In this lab, you will use Spark Streaming to analyze Twitter statuses for civil unrest and map them by the place they are coming from. This lab is based on Will Farmer's work, "Twitter Civil Unrest Analysis with Apache Spark". It is a simplified version that doesn't have as many external dependencies.
NOTE: If you are running this lab on your system (and not the instructor-provided appliance), you will need to install a couple of Python modules in case you don't have them already. Run the following commands from a terminal window:
sudo easy_install requests
sudo easy_install requests_oauthlib
Making requests to the Twitter Streaming API requires credentials. You will need a Twitter account, and you will need to create a Twitter application and connect it to your account. That's all a lot simpler than it sounds!
First, navigate to the Twitter Application Management page. Sign in if necessary. If you do not have a Twitter account, this is the opportunity to create one.
Next, create a new app. You will be prompted for a name, a description, and a website. Fill in anything you want (the name must be unique, though), accept the developer agreement, and continue.

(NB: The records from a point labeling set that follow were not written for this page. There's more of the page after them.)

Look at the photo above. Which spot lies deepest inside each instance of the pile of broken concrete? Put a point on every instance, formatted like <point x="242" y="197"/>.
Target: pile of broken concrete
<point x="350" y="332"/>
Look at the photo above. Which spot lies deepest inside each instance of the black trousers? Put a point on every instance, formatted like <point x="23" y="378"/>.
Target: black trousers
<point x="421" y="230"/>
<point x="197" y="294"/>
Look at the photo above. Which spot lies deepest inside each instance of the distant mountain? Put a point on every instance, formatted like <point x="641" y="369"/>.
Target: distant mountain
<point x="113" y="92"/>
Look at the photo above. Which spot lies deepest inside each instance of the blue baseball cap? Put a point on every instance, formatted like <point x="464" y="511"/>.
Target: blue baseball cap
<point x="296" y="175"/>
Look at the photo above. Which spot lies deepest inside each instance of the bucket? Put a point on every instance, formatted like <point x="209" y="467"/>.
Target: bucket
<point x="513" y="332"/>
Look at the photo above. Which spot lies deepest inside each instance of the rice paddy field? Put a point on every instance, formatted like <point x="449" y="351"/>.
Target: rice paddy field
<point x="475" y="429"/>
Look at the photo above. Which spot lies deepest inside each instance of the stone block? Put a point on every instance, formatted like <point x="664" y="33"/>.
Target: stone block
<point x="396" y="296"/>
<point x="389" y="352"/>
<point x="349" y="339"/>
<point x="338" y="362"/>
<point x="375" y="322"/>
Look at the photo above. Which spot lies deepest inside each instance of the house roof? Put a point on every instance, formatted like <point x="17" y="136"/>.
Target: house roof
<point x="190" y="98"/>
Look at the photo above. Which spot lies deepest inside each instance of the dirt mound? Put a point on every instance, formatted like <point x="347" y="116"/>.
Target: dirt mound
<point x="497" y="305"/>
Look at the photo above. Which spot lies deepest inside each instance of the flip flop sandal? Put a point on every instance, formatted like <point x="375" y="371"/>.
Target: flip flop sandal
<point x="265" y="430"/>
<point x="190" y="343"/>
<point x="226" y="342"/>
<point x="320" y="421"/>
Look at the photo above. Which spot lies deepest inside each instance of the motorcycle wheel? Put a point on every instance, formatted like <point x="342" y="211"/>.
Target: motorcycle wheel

Switch to the Keys and Access Tokens tab on your new application's page. Copy the Consumer Key and Consumer Secret to a separate text file (in this order). Next, click Create my access token to authorize the application to access your own account. Copy the Access Token and Access Token Secret to the same text file (again, in this order). These four credentials are necessary for making requests to the Twitter Streaming API.
Open the analysis.py
file from the ~/data
folder in a text editor. This is a Spark Streaming application that connects to the Twitter Streaming API and produces a stream of (up to 50) tweets from England every 60 seconds. These tweets are then analyzed for suspicious words like "riot" and "http", and grouped by the location they are coming from.
Inspect the source code for the application -- make sure you understand what the various functions do, and how data flows through the application. Most importantly, here is the key analysis piece:
stream.map(lambda line: ast.literal_eval(line)) \
.filter(filter_posts) \
.map(lambda data: (data[1]['name'], 1)) \
.reduceByKey(lambda a, b: a + b) \
.pprint()
To make this program work with your credentials, insert the four values you copied in the previous task in the appropriate locations in the source code:
auth = requests_oauthlib.OAuth1('API KEY', 'API SECRET',
'ACCESS TOKEN', 'ACCESS TOKEN SECRET')
You're now ready to run the program and look for civil unrest! From a terminal window, navigate to the Spark installation directory (~/spark
on the appliance) and run:
bin/spark-submit ~/data/analysis.py
You should see the obtained statistics printed every 60 seconds. If you aren't getting enough results, modify the keywords the program is looking for, or modify the bounding box to a larger area.
If anything goes wrong, you should see the Twitter HTTP response details amidst the Spark log stream. For example:
https://stream.twitter.com/1.1/statuses/filter.json?language=en&locations=-0.489,51.28,0.236,51.686 <Response [420]>
Exceeded connection limit for user
By the way, while we're at it, it's a good idea to learn how to configure the Spark driver's default log level. Navigate to the ~/spark/conf
directory in a terminal window, and inspect the log4j.properties.template
file. Copy it to a file called log4j.properties
(this is the one Spark actually reads), and in a text editor modify the following line to read "WARN" instead of "INFO":
log4j.rootCategory=INFO, console
Subsequent launches of pyspark
, spark-submit
, etc. will use the new log configuration, and print out only messages that have log level WARN or higher.
Spark Streaming is not a real-time data processing engine -- it still relies on micro-batches of elements, grouped into RDDs. Is this a serious limitation for our scenario? What are some scenarios in which it can be a serious limitation?
Bonus reading: the Apache Flink project is an alternative data processing framework that is real-time-first, batch-second. It can be a better fit in some scenarios that require real-time processing with no batching at all.